Algo está cambiando en relación a la doctrina del «menor maduro», como se refleja en la última actualización del Comité de Bioética de la Academia Americana de Pediatría sobre el consentimiento informado1. No se ha perdido el sentido que emanaba del documento del año 19952, en el que se afirmaba que «los pacientes deberían participar en la toma de decisiones, de acuerdo a su desarrollo, y deberían proporcionar su asentimiento cuando fuera razonable». Esta participación se fundamenta en la edad y en la madurez, y en nuestra legislación se plasma en la Ley de Autonomía del Paciente (2002).
Sin embargo, algunos aspectos se están matizando en la medida en que se dispone de nuevos datos científicos. Bajo un prisma fundamentalmente «autonomista», el concepto de «menor maduro» se construyó en torno a la noción de individuos libres, aislados de las relaciones sociales y familiares. Sin embargo, esta visión choca con la realidad de la dependencia de los menores, tanto para los aspectos materiales, como en la educación y otros aspectos de la vida social. Los estudios neurofisiológicos muestran una diferencia en la maduración de las distintas áreas cerebrales relacionadas con la toma de decisiones, en función de la edad. En el adolescente, el córtex prefrontal —en la que se coordinan la mayoría de las acciones ejecutivas, incluyendo el balance entre riesgos y recompensas— no está plenamente desarrollado y es de los más tardíos en hacerlo, y prevalece el sistema límbico y paralímbico (socioemocional), que se dirige más por el sistema de recompensa3.
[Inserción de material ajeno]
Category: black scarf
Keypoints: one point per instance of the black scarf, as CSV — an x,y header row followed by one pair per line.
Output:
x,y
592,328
En el nuevo documento se reconoce la autonomía de la familia en la toma de decisiones en el menor. El modelo de decisión compartida es un punto capital en la atención centrada en la familia. Un modelo que, por supuesto, presta atención a la opinión del menor, pero en el que la responsabilidad de la decisión recae sobre sus progenitores, siempre que actúen en el «mejor interés» del menor.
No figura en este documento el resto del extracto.